Use the same data as in Exercise 1, but now also determine the 95% confidence intervals. Answer the following 2 questions:

- When you fit a line, is the slope of the line significantly rising?
- When you fit a quadratic curve, is the quadratic contribution significant?

Note: When the highest order term is determined, then all lower order
terms are also included. If for instance we fit a fifth order
polynomial, and only the *cubic* term is significant, then we would
*omit the higher order nonsignificant terms, but retain those terms of
smaller order than the cubic*.

All the data that you need for this and the next exercises are in
*https://github.com/thomas-haslwanter/BioSignalAnalysis/blob/master/Data/noisyStuff.mat*.
“noisyCircle” contains the x/y values of a noisy circle.
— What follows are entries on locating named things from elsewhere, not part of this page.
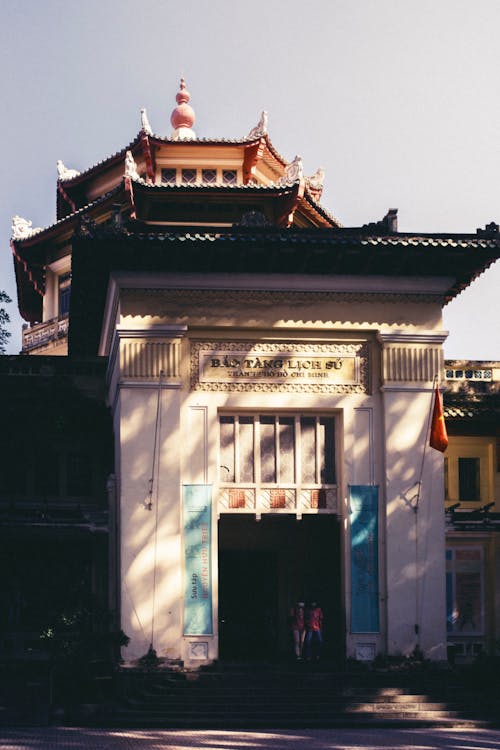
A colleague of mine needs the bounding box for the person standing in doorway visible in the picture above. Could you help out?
[304,602,323,661]
[290,602,306,660]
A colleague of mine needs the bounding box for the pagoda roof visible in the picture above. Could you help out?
[63,222,500,354]
[55,130,288,190]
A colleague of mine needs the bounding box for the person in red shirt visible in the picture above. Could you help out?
[304,602,323,660]
[290,602,306,659]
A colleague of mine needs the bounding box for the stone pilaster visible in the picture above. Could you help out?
[378,332,446,660]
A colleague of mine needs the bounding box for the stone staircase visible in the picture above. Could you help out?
[75,664,500,729]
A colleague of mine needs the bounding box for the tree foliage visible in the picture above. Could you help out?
[0,291,12,354]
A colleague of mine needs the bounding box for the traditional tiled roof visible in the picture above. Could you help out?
[56,130,288,187]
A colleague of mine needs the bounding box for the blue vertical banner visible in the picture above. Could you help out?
[183,484,213,635]
[349,485,380,633]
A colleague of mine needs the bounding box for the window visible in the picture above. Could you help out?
[181,169,196,185]
[66,453,92,497]
[446,547,484,635]
[34,447,60,497]
[219,414,336,486]
[458,458,481,501]
[222,169,238,185]
[59,273,71,317]
[161,169,176,185]
[201,169,217,185]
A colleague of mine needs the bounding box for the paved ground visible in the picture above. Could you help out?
[0,727,500,750]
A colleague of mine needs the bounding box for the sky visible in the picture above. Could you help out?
[0,0,500,360]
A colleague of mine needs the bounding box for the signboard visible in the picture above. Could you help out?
[349,485,380,633]
[183,484,213,635]
[199,349,359,385]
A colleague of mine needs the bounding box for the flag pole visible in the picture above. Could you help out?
[412,373,439,652]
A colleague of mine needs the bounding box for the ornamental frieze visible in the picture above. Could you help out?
[191,341,369,393]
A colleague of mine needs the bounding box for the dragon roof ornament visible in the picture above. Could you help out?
[141,107,153,135]
[57,159,80,182]
[12,215,43,240]
[247,110,267,141]
[125,151,140,180]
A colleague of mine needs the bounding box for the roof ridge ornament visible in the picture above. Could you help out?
[141,107,153,135]
[170,78,196,141]
[306,167,325,201]
[277,156,304,185]
[57,159,80,182]
[125,151,141,180]
[246,109,267,141]
[306,167,325,190]
[12,214,43,240]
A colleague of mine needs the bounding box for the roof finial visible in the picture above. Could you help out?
[141,107,153,135]
[170,78,196,141]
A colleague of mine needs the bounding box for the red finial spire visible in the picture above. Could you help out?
[170,78,196,139]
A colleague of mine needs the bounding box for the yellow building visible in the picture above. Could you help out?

Write a function that takes these data and determines the center of the best-fit circle-center (x0/y0) and the radius r.

“noisyExp” contains the t/x values of a noisy function that exponentially decays to a constant offset.

Write a function that takes these data and calculates the best-fit Amplitude, Offset, and Decay-time for this decay.

“noisySine” contains the t/x values of a noisy sine wave.

Smooth these data with a Savitzky-Golay filter, and superpose the filtered data with the original data. The MATLAB command butter provides the [b,a] coefficients of an IIR filter corresponding to Butterworth lowpass filter. Find the coefficients for a low-pass filter with a corner frequency of 0.5 Hz, and apply this IIR filter to the noisy sine wave. Compare the output with the output of the Savitzky-Golay filter.

“noisyLine” contains the t/x values of a very noisy line.

A linear regression fit indicates that the data can be fit with a line (y = k*x+d), with k=0.1653.

Are the data significantly increasing?